The San Francisco 49ers may have lost the Super Bowl, but it’s still been a big week for Joe Montana, better known in these parts as DeeJay Element, who spins Friday and Saturday nights at the Pearl Street Pub. On Tuesday, Montana’s debut album of original production work—Reality Kings and Reason—saw its first light of the Internet, and by the time you read this, he’ll be in Miami competing against two other national finalists in the final round of the McDonald’s Flavor Battle.

Battle-ready: DeeJay Element. Photo by Julia Zave.

“I’m not a battle DJ,” Montana humbly admits, although this fact hasn’t prevented him from besting 21 of the contest’s other finalists. At heart, he’s a touring DJ, performing solo at clubs and backing rap groups like the Brown Bag Allstars, Sene, ScienZe and others. Although he presently splits his time between Albany and Brooklyn, Montana’s roots are in the Capital Region, where he played his first show on turntables at Bogie’s. His present crew largely consists of MCs he worked alongside at Brooklyn’s venerable hip-hop record shop Fat Beats, and the new EP is similarly a posse record, featuring some of the above lyrical talent, as well as J57, Koncept, Audible Doctor, Chaundon, K Swiss and Gorilla Tao of 518 fame.

It was on tour in North Carolina with rapper Soul Khan that Montana was asked to join the McDonald’s contest by DJ Shogun. The competition was invite-only, and after submitting his mixes, he was selected to represent the East Coast Region (and the Angus Third Pounder burger, through a weird marketing tie-in). At Club Cameo, Montana will set up onstage alongside DJ Arty J, DJ Jenna Red and the winner of the Sprite Spin Off Wild Card Round, DJ Kue. Each will perform three-minute rounds in front of an American Idol-style panel of celebrity judges, including Just Blaze, DJ Clue? and Spinderella. To top it off, the legendary Funk Master Flex will host the event, which you can view via live stream at flavorbattle.com.

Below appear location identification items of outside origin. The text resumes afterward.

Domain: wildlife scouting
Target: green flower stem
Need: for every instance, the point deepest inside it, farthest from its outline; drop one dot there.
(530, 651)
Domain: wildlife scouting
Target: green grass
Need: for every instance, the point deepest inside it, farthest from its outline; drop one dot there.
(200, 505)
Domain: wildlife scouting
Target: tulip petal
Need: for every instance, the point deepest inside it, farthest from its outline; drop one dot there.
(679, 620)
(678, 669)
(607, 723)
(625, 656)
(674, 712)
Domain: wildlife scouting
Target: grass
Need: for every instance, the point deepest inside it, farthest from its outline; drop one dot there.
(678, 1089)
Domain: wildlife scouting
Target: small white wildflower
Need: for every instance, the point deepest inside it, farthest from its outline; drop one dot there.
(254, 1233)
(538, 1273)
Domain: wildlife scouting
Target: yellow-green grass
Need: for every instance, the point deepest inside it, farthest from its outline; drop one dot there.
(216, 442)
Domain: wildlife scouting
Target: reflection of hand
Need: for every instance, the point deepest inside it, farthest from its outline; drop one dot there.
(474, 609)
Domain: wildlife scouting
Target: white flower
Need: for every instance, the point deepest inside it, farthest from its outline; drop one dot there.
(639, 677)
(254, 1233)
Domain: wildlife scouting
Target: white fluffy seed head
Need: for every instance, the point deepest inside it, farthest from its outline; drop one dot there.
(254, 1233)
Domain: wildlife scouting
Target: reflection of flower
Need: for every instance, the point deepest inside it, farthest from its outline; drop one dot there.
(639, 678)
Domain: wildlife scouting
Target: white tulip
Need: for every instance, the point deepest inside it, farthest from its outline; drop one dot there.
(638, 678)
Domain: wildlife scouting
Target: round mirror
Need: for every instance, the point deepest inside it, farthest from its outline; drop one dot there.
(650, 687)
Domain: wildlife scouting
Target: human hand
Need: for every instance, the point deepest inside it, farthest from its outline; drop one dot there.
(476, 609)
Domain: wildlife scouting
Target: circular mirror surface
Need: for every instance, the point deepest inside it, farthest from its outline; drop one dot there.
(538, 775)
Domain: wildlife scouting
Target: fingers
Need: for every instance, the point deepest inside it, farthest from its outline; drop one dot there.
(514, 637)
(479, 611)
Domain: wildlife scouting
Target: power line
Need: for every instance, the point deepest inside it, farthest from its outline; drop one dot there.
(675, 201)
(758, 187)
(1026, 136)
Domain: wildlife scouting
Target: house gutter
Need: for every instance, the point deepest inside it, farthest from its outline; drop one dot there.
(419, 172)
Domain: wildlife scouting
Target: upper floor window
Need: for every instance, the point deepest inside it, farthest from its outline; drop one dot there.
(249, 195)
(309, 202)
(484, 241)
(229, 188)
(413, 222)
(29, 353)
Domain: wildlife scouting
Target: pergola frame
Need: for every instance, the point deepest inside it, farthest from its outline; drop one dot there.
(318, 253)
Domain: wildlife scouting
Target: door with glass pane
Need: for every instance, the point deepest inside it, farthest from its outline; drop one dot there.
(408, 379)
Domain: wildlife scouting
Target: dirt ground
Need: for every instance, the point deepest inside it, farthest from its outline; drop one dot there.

“I did my research,” Montana says of his opponents, but he says, “I’m still gonna do what I do.” Which in his case is a fairly traditional approach to the art of turntablism. Like most vinyl-oriented DJs these days, Montana uses the laptop program Serato, which allows the selector to run MP3s through his decks. There are certain criteria that the judges will be considering, and there are McDonald’s house rules that the content must be clean (he had to transcribe his material beforehand) and that you can’t slander your opponent, but Montana mostly plans to approach the contest just like a night at the club, juggling and scratching his way through party-rocking records.

Whether or not DeeJay Element returns with the $10,000 prize in his pocket, he maintains that this battle is just a one-off and that he’s most excited to be back touring and pushing the new record.